An object is traveling along a curved path. At a particular instant the angle between its velocity vector and its acceleration vector is 128 degrees. The magnitude of its acceleration vector is 6.68 m/s2.

At that instant, what is the particle's rate of change of speed? (in m/s2)

Pick one:

a. 6.68
b. -6.68
c. -4.11
d. 4.11
e. -5.26
f. 5.26

Homework Equations

I am not sure which equation to use. That is where I am stuck. No equation I can think of helps me.

The Attempt at a Solution

Created a triangle, one side is the acceleration, the other is velocity. They are bound by a 128° angle. Not sure how to carry on from this point; help needed.

 

[Simon Bridge]

Don't worry about the equation - sketch the diagram.
Draw the two vectors.
Label the angle.
Continue the velocity with a dotted line.
resolve the acceleration against the velocity.

It's just trigonometry - but you have a bit of physics to do first.

The perpendicular component of the acceleration changes the ... what?
The parallel component changes the ...?

 

[shiv604]

Hmm. Well I made a triangle, one side velocity, the other acceleration; which was bound by 128 degrees.
I'm stuck on what to do next with this triangle.
I have never seen a problem like this before. I have tried my class notes, my textbook, and google. I cannot seem to grasp what the question is getting at. :(

 

[Simon Bridge]

How to describe it ... put the x-axis along the velocity vector and get the x and y components of the acceleration.
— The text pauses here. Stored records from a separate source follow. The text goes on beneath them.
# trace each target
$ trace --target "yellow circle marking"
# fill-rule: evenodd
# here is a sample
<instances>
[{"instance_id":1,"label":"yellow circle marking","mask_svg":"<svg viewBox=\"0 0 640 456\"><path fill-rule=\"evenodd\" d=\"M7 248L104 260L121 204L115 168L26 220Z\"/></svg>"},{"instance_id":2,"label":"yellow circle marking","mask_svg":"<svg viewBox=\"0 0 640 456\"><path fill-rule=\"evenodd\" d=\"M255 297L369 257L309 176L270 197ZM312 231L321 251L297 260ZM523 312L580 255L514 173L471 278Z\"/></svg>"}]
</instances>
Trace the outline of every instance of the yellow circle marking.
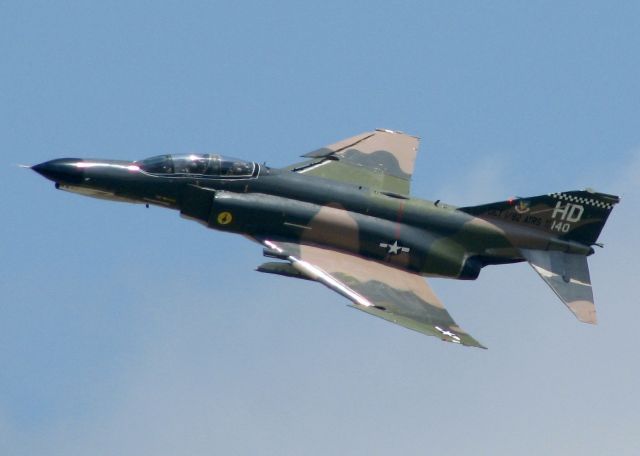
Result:
<instances>
[{"instance_id":1,"label":"yellow circle marking","mask_svg":"<svg viewBox=\"0 0 640 456\"><path fill-rule=\"evenodd\" d=\"M233 220L233 216L231 215L231 212L220 212L218 214L218 223L220 225L228 225L229 223L231 223L231 221Z\"/></svg>"}]
</instances>

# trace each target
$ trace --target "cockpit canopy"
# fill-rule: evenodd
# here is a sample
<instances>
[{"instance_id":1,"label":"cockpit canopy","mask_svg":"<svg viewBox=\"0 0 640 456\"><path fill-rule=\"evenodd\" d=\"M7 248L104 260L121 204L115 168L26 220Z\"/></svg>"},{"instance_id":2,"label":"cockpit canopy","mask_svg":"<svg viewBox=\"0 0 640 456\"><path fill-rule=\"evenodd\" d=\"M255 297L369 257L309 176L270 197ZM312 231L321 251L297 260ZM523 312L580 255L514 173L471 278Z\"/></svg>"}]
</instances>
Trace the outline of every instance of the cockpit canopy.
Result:
<instances>
[{"instance_id":1,"label":"cockpit canopy","mask_svg":"<svg viewBox=\"0 0 640 456\"><path fill-rule=\"evenodd\" d=\"M136 162L149 174L198 175L221 178L251 177L257 171L254 162L215 154L156 155Z\"/></svg>"}]
</instances>

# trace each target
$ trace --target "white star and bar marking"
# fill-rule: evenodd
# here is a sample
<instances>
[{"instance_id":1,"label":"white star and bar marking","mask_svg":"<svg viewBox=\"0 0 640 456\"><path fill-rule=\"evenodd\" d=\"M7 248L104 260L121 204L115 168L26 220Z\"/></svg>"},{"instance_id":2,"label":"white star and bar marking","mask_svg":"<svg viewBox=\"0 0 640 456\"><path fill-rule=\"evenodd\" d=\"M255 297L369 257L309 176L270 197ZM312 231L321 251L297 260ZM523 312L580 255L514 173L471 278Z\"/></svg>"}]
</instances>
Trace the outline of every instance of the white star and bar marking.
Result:
<instances>
[{"instance_id":1,"label":"white star and bar marking","mask_svg":"<svg viewBox=\"0 0 640 456\"><path fill-rule=\"evenodd\" d=\"M411 249L409 247L402 247L400 245L398 245L398 241L395 240L393 242L393 244L387 244L386 242L381 242L380 243L380 247L383 247L385 249L389 249L389 254L393 254L393 255L398 255L400 252L402 253L409 253L411 251Z\"/></svg>"},{"instance_id":2,"label":"white star and bar marking","mask_svg":"<svg viewBox=\"0 0 640 456\"><path fill-rule=\"evenodd\" d=\"M440 331L443 336L449 336L449 337L453 338L453 342L460 342L460 337L458 335L456 335L455 333L453 333L453 332L451 332L449 330L445 331L440 326L436 326L436 329L438 331Z\"/></svg>"}]
</instances>

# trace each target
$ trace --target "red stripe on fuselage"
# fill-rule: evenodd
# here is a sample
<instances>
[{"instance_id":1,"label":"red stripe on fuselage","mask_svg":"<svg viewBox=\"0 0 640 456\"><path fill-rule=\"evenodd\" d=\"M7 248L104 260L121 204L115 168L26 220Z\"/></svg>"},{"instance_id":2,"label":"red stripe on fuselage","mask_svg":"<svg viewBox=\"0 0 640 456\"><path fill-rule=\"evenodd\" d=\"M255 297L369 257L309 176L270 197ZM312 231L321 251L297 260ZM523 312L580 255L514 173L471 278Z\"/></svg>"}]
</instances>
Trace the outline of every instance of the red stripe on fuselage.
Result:
<instances>
[{"instance_id":1,"label":"red stripe on fuselage","mask_svg":"<svg viewBox=\"0 0 640 456\"><path fill-rule=\"evenodd\" d=\"M402 217L404 216L404 201L400 203L400 207L398 208L398 217L396 220L396 239L400 239L400 227L402 226Z\"/></svg>"}]
</instances>

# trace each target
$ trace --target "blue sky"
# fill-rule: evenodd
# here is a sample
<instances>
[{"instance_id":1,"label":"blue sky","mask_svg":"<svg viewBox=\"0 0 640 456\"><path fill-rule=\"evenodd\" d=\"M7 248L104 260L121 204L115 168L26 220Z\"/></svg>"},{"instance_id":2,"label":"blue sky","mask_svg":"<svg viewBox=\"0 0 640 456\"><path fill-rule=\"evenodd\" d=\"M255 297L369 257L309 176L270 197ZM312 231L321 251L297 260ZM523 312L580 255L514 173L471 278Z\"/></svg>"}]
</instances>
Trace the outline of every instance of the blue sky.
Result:
<instances>
[{"instance_id":1,"label":"blue sky","mask_svg":"<svg viewBox=\"0 0 640 456\"><path fill-rule=\"evenodd\" d=\"M0 4L0 454L638 454L637 2L183 3ZM600 324L494 267L430 281L489 350L443 344L15 166L282 166L376 127L422 138L416 196L621 195Z\"/></svg>"}]
</instances>

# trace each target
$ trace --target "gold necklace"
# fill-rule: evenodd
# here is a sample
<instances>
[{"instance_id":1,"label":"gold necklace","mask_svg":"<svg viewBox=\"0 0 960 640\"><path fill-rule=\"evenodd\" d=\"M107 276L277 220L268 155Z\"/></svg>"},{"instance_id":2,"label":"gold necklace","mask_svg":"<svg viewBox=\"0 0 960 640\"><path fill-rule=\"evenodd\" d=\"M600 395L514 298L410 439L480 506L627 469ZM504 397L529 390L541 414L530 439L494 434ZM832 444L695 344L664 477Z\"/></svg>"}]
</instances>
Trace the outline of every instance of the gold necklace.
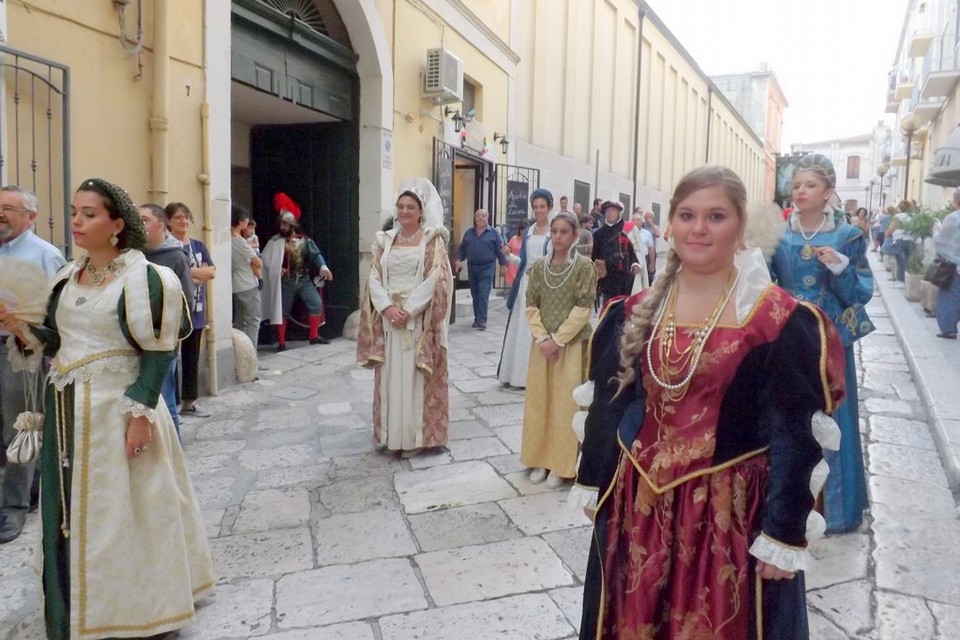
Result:
<instances>
[{"instance_id":1,"label":"gold necklace","mask_svg":"<svg viewBox=\"0 0 960 640\"><path fill-rule=\"evenodd\" d=\"M731 272L730 275L733 276L733 272ZM730 301L730 297L736 290L739 281L740 268L737 267L736 277L733 278L732 283L728 278L727 282L729 286L717 300L713 311L704 319L702 324L696 327L690 344L683 350L675 347L677 333L675 308L679 286L677 282L674 282L670 286L667 302L660 308L660 312L654 321L650 339L647 341L647 369L650 371L650 376L654 382L664 390L664 395L666 395L667 399L677 402L682 400L687 394L687 390L690 388L690 381L693 380L693 374L696 372L700 364L700 358L703 356L703 349L707 344L707 340L720 322L723 310ZM664 316L667 316L665 325L663 324ZM658 346L657 355L660 359L659 373L653 366L652 345L654 342L656 342ZM677 352L676 356L672 355L674 351ZM684 374L684 370L686 370L686 374ZM683 377L681 378L680 376ZM677 380L678 378L680 378L678 382L672 382L672 380Z\"/></svg>"},{"instance_id":2,"label":"gold necklace","mask_svg":"<svg viewBox=\"0 0 960 640\"><path fill-rule=\"evenodd\" d=\"M93 263L90 262L90 256L87 256L83 259L83 271L87 272L87 278L89 278L90 284L95 287L99 287L107 281L107 278L119 273L120 265L120 256L117 256L108 262L107 266L103 267L102 269L97 269L95 266L93 266Z\"/></svg>"}]
</instances>

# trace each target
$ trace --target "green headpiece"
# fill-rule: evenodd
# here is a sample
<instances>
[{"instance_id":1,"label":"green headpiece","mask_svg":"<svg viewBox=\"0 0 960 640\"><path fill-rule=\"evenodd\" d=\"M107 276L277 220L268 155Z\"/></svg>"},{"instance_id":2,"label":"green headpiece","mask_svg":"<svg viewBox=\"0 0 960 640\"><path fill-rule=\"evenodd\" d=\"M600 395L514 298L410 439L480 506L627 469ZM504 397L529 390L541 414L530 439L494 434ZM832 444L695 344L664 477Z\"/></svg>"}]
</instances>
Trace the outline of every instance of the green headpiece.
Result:
<instances>
[{"instance_id":1,"label":"green headpiece","mask_svg":"<svg viewBox=\"0 0 960 640\"><path fill-rule=\"evenodd\" d=\"M93 191L111 201L107 203L107 209L112 210L123 219L123 231L121 231L118 236L120 240L119 246L124 249L137 250L141 250L147 246L147 232L143 228L140 211L130 198L130 194L103 178L89 178L84 180L80 183L77 191ZM111 204L113 205L112 207L110 206Z\"/></svg>"}]
</instances>

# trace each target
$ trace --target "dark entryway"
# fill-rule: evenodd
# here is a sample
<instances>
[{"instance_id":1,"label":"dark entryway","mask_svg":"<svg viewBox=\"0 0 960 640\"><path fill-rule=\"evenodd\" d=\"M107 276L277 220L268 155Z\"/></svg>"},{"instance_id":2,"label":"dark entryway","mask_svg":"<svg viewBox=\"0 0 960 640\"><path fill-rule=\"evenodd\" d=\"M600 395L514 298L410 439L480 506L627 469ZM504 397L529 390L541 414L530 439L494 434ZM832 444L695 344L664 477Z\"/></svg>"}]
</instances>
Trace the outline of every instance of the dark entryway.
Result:
<instances>
[{"instance_id":1,"label":"dark entryway","mask_svg":"<svg viewBox=\"0 0 960 640\"><path fill-rule=\"evenodd\" d=\"M338 336L359 297L357 133L349 122L256 126L250 136L250 178L257 235L276 233L273 196L282 191L300 205L301 229L313 238L333 271L324 288L327 324Z\"/></svg>"},{"instance_id":2,"label":"dark entryway","mask_svg":"<svg viewBox=\"0 0 960 640\"><path fill-rule=\"evenodd\" d=\"M329 0L233 0L231 19L233 201L250 208L261 248L276 232L274 195L297 202L334 274L322 333L339 336L360 297L357 56ZM305 318L292 316L297 340Z\"/></svg>"}]
</instances>

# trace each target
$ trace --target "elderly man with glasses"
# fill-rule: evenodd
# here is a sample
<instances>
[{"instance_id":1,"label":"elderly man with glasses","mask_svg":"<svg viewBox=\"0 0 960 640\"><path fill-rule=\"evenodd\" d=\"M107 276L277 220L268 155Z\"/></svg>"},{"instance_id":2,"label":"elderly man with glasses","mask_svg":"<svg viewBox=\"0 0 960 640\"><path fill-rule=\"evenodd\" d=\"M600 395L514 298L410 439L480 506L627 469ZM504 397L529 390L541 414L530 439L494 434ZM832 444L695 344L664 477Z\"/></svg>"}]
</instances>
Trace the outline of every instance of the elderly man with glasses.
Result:
<instances>
[{"instance_id":1,"label":"elderly man with glasses","mask_svg":"<svg viewBox=\"0 0 960 640\"><path fill-rule=\"evenodd\" d=\"M0 188L0 256L32 262L42 268L51 278L66 264L60 250L42 240L33 232L39 202L37 196L23 187L8 185ZM37 292L43 295L43 292ZM14 436L17 416L27 410L25 390L27 376L24 371L14 371L7 359L7 350L13 347L13 337L0 330L0 423L3 424L3 451L6 451ZM42 366L42 365L41 365ZM43 397L44 375L38 381L37 397ZM0 544L19 537L30 508L30 485L33 480L33 463L8 463L3 472L2 495L0 495Z\"/></svg>"}]
</instances>

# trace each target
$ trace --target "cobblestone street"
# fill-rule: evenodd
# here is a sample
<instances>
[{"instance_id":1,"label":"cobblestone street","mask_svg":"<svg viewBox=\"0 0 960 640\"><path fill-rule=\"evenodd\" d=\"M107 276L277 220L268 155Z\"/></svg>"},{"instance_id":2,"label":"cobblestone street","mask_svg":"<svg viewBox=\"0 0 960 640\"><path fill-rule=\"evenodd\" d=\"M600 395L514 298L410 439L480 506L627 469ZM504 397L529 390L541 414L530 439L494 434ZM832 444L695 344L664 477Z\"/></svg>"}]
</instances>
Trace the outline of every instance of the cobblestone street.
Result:
<instances>
[{"instance_id":1,"label":"cobblestone street","mask_svg":"<svg viewBox=\"0 0 960 640\"><path fill-rule=\"evenodd\" d=\"M881 271L878 278L885 278ZM523 395L495 378L505 322L451 330L448 451L370 445L355 343L265 355L258 382L205 399L184 447L219 584L183 640L547 640L577 633L591 528L519 462ZM871 509L812 547L811 638L960 638L960 522L884 303L859 349ZM466 313L465 313L466 312ZM39 526L0 548L0 638L40 639ZM131 597L136 597L131 594Z\"/></svg>"}]
</instances>

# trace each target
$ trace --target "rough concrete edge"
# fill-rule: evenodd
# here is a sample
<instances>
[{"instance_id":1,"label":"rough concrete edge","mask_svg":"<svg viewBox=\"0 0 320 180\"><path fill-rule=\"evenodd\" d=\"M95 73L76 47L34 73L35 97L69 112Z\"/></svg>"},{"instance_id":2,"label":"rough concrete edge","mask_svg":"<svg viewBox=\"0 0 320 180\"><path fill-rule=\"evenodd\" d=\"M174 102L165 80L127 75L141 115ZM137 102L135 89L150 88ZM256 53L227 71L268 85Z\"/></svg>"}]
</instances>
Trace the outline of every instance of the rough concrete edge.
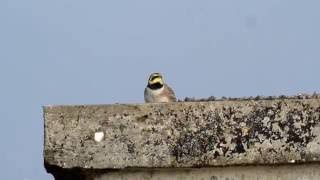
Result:
<instances>
[{"instance_id":1,"label":"rough concrete edge","mask_svg":"<svg viewBox=\"0 0 320 180\"><path fill-rule=\"evenodd\" d=\"M311 98L312 99L312 98ZM317 98L315 98L317 99ZM258 100L258 101L274 101L274 100L283 100L283 99L263 99L263 100ZM288 99L288 100L294 100L294 99ZM296 99L296 100L302 100L302 99ZM233 102L233 101L239 101L239 100L225 100L226 102ZM256 101L256 100L244 100L244 101ZM175 102L175 103L201 103L201 101L193 101L193 102ZM211 102L221 102L221 101L211 101ZM45 120L45 111L47 111L48 109L50 108L56 108L56 107L85 107L85 106L136 106L136 105L143 105L143 104L88 104L88 105L46 105L46 106L43 106L43 118ZM45 121L44 121L45 122ZM44 126L45 126L45 123L44 123ZM44 132L44 136L46 135L45 134L46 132ZM44 141L45 141L45 138L44 138ZM44 151L43 151L44 153ZM276 163L276 164L263 164L263 163L256 163L256 165L263 165L263 166L273 166L273 165L283 165L283 164L309 164L309 163L317 163L318 161L310 161L310 162L304 162L304 161L295 161L293 163ZM46 167L54 167L55 165L49 165L47 164L47 162L45 161L44 159L44 164ZM250 166L252 164L235 164L235 165L225 165L225 166ZM222 166L222 167L225 167L225 166ZM207 166L207 167L221 167L221 166ZM124 168L120 168L120 170L122 169L140 169L140 167L124 167ZM155 167L157 168L157 167ZM170 167L169 167L170 168ZM196 167L193 167L193 168L196 168ZM71 168L71 169L68 169L70 171L73 171L73 169L85 169L85 168L81 168L81 167L75 167L75 168ZM148 169L148 168L146 168ZM154 168L150 168L150 169L154 169ZM110 171L111 169L103 169L103 171ZM117 170L117 169L112 169L112 170Z\"/></svg>"}]
</instances>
The component along the y-axis changes the direction of the velocity.
(Like in "circular motion".)

The component along the x-axis changes the magnitude, the speed.
(Like in "kinematics".)

 

[shiv604]

ok that makes sense!
I got 4.11 for x, and 5.26 for y.
I am confused on which one affects the rate of change.
Also once I do find which component affects the rate of change, would it be positive or negative?

 

[shiv604]

ooooh 4.11

 

[shiv604]

thanks a bunch!

 

[Simon Bridge]

Don't forget the units.

You now have two acceleration vectors - draw the arrows on your diagram.

You just need to realize that acceleration points in the same direction as force.
So the direction of the acceleration tells you the direction of the force.
You should be able to figure out which is which from that.

If the force would slow it down, then the change in velocity is negative.
If the force would speed it up, then the change in velocity is positive.

 

[shiv604]

yes thank you simon!

 

[Simon Bridge]

No worries: now you have a fancy new tool :)